Take history from and consent patient with involutional ptosis. Patient wanted a consultant to operate on her and requested a GA. I had to talk her out of both
Scenario 16: 
Take a history from a diabetic who has presented with sudden loss of vision ( had vitreous haemorrhage).Obtain informed consent for PRP 

Scenario 16:
Age-related macular degeneration, consent for FFA, tell patient it is not amenable to treatment.Counselling a 50 year old librarian for cataract surgery. The patient is myopic with refraction of RE -15.00D (operating eye) and LE -14D (6/9). Biometry aim to leave at -3.00D. Questions asked by examiners: 
What would be her risk for retinal detachment? 
Questions asked by patient: 
•  Can she be left to wear glasses in the distance but read unaided? 
•  Why does she need to have the other eye done despite the good vision? 
•  Discussion on anisometropia. 
•  Can she have a general anaesthesia as she is scared or sedation? 

Scenario 17: 

28 year old professional footballer with low back pain and red painful eye. Asked to take a history and discuss management. Had to take his sexual history! 

Scenario 18: 

You are an SHO in the preassessment clinic for cataract surgery.The patient is a myope with prescription of -8.00 D  and -14.00D  and has been listed for a left cataract surgery with a post op refraction aim of -3.00D. Counsel the patients about the risks and benefits of the cataract surgery and the need to leave her a bit short sighted , need for a second cararact surgery soon.

Scenario 19: 

Woman 55 had “bleed” in the eye 2 years ago and also complained of visual obscurations lasting 30 mins.
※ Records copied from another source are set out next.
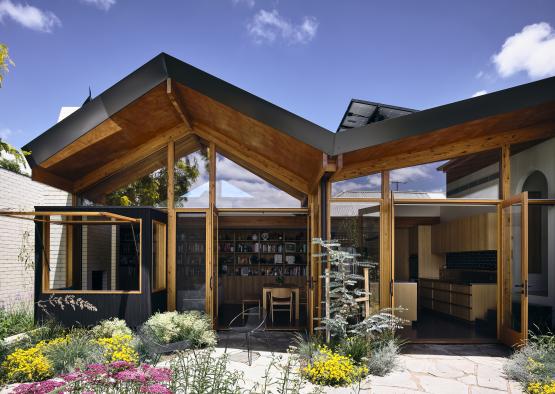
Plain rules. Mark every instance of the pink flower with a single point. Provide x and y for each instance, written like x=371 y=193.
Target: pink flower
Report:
x=159 y=374
x=119 y=365
x=39 y=387
x=155 y=388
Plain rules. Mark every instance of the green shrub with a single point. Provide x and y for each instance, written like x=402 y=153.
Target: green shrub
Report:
x=204 y=372
x=48 y=330
x=305 y=346
x=383 y=356
x=111 y=327
x=534 y=362
x=194 y=326
x=15 y=320
x=356 y=348
x=78 y=350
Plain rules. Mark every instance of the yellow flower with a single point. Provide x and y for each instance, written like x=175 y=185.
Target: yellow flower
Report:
x=333 y=369
x=541 y=388
x=31 y=364
x=118 y=348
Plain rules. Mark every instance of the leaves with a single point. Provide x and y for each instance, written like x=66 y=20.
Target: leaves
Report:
x=151 y=190
x=5 y=61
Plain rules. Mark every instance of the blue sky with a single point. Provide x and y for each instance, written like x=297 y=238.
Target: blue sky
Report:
x=310 y=57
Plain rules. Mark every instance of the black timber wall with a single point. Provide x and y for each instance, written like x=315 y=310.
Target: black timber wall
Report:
x=133 y=308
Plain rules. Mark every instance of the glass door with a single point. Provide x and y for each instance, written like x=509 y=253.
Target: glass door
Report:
x=214 y=280
x=191 y=261
x=514 y=269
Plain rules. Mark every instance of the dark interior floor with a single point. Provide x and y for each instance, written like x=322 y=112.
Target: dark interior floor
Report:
x=226 y=312
x=433 y=325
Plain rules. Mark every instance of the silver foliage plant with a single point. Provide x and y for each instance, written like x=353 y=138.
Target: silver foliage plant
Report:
x=344 y=310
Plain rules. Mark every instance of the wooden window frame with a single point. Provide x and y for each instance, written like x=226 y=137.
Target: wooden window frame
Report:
x=45 y=288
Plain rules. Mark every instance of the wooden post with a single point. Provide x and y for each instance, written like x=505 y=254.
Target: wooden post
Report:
x=328 y=300
x=386 y=275
x=211 y=265
x=171 y=287
x=367 y=291
x=505 y=173
x=504 y=194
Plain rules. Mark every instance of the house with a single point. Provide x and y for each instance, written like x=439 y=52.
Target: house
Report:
x=460 y=262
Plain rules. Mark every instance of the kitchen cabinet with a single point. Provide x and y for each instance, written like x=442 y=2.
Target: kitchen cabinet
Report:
x=464 y=301
x=468 y=234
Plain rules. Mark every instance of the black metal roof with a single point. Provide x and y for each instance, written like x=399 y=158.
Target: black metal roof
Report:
x=361 y=113
x=390 y=128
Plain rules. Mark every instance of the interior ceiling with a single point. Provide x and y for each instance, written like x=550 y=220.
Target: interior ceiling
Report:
x=139 y=128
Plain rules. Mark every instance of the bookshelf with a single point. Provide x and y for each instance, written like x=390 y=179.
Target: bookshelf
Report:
x=254 y=252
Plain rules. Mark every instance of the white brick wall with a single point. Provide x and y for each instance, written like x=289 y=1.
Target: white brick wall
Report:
x=21 y=193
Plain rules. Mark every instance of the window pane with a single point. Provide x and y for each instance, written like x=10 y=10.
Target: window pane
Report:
x=362 y=187
x=424 y=179
x=190 y=261
x=158 y=256
x=143 y=184
x=97 y=257
x=192 y=181
x=236 y=187
x=356 y=226
x=470 y=176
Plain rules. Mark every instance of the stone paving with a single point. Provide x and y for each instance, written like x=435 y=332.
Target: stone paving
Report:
x=436 y=369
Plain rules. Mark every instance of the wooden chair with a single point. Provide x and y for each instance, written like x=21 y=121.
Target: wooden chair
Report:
x=281 y=298
x=250 y=300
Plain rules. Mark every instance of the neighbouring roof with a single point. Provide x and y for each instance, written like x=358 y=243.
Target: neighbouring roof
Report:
x=361 y=113
x=398 y=194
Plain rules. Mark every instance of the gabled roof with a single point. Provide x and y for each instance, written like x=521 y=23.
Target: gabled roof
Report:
x=150 y=75
x=122 y=132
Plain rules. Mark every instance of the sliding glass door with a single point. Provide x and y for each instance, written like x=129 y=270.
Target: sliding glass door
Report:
x=514 y=266
x=191 y=261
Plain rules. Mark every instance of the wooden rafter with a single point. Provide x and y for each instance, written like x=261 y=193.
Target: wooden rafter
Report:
x=44 y=176
x=261 y=166
x=99 y=133
x=177 y=103
x=434 y=147
x=144 y=150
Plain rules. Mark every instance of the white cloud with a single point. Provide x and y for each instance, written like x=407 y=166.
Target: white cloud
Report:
x=268 y=26
x=480 y=93
x=408 y=174
x=104 y=5
x=264 y=194
x=248 y=3
x=29 y=16
x=532 y=50
x=5 y=133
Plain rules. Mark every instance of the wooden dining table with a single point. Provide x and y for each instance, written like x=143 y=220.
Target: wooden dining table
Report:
x=267 y=288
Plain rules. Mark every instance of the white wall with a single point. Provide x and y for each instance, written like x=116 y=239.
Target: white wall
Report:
x=540 y=157
x=19 y=192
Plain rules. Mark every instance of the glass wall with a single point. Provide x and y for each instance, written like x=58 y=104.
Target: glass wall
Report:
x=92 y=257
x=533 y=171
x=356 y=226
x=473 y=176
x=191 y=181
x=159 y=255
x=190 y=261
x=236 y=187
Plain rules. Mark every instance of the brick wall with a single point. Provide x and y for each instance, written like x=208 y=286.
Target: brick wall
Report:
x=18 y=192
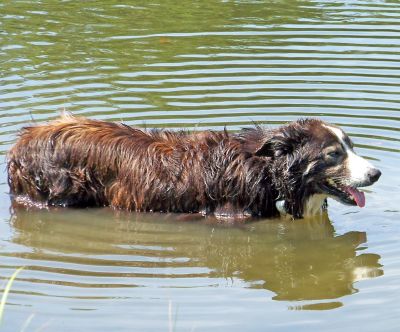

This was uniocular. On further questioning had visual auras like “shimmering lights” 
Asked for headaches – no headaches 
Asked for BP and DM and IHD and palpitations – history of BP and mild IHD andpalpitations. 
Bleeding in eye sounded like a vein occlusion 
Examiner wanted to know what I thought of the problems were and what I would do in clinic. Mentioned that I would like to clarify the bleed – then told me it was BRVO and VA was 6/9. Mentioned that sounds like migraine but also due to PMH would like to examine carotids and CVS to exclude emboli. 
Asked for features in history that would support either differential. 
30 mins was too long for embolic disease and auras are not typical – more like migraine. But in view of history I said that carotids had to be examined. Examiner wanted to know if it was really necessary to scan carotids in this case – said yes it is cheap anyway.